La haftara Eqèv, la deuxième des chiv‘a de-ne‘hmatha, comporte un verset qui mérite de retenir notre attention particulière :
« Ainsi a parlé Hachem : Où est la lettre de divorce de votre mère que Je lui aurais envoyée ? Ou qui est celui de Mes créanciers auquel Je vous aurais vendus ? Voici, vous vous êtes vendus par vos iniquités, et c’est à cause de vos transgressions que votre mère a été renvoyée » (Isaïe 50, 1).
Ce verset, qui se présente sous la forme d’interrogations rhétoriques, c’est-à-dire d’un emploi fictif d’une forme interrogative à des fins exclamatives, affirme l’indissolubilité du lien entre Hachem et la communauté d’Israël. Il paraît cependant inconciliable avec cet autre texte, celui-là du prophète Jérémie :
« J’ai vu, pour toutes les choses en lesquelles Israël l’infidèle avait commis adultère, Je l’ai renvoyée et lui ai donné sa lettre de divorce… » (Jérémie 3, 8).
Il n’est plus question, dans ce second verset, d’une indestructibilité de l’alliance entre Hachem et Israël, mais au contraire de sa rupture, caractérisée par la remise d’une lettre de divorce.

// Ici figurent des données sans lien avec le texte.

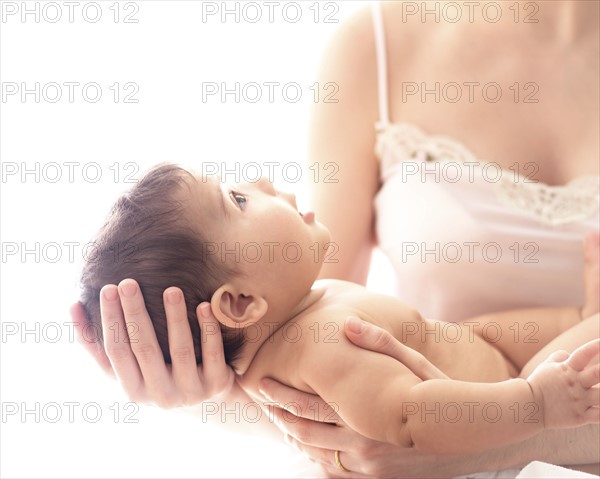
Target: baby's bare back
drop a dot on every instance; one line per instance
(452, 347)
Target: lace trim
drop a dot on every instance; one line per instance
(553, 205)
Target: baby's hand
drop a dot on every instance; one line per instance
(566, 387)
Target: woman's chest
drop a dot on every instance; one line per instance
(536, 112)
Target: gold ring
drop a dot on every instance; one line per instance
(338, 463)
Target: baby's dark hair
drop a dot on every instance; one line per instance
(150, 237)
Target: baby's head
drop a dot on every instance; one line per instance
(246, 249)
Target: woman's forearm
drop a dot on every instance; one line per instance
(566, 447)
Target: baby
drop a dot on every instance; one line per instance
(248, 251)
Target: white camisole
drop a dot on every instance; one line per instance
(466, 237)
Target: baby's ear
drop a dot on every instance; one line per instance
(235, 309)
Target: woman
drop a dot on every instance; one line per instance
(484, 84)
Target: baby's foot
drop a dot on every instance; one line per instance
(591, 275)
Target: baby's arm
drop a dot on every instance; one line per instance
(560, 393)
(383, 400)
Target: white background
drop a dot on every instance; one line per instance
(168, 54)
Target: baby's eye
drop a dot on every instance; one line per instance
(239, 199)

Certains commentateurs, et notamment Radaq, considèrent que Jérémie a voulu parler des « Dix tribus perdues », c’est-à-dire de celles du Royaume d’Israël, détruit un siècle et demi avant celui de Juda, qui n’allaient jamais revenir de leur bannissement. Isaïe aurait évoqué, quant à lui, le sort des Judéens, qui allaient réapparaître de leur exil après soixante-dix ans.
On peut dire aussi, avec le commentateur du livre d’Isaïe dans la collection du Mossad ha-rav Kook, que les deux prophètes se sont préoccupés, l’un comme l’autre, d’inciter leurs auditeurs au repentir. Jérémie, tout comme Isaïe, a prophétisé sur la techouva de l’ensemble des enfants d’Israël, ceux du « Nord » comme ceux du « Sud », ainsi qu’il résulte du verset 12 du même chapitre : « Reviens, Israël l’infidèle, dit Hachem ; Je ne ferai pas peser sur vous un visage irrité, car Je suis bon, dit Hachem ; Je ne garderai pas ma colère pour toujours », et plus loin : « En ces jours-là, la maison de Juda marchera avec la maison d’Israël ; et ils viendront ensemble du pays du nord au pays que J’ai donné en héritage à vos pères » (3, 18).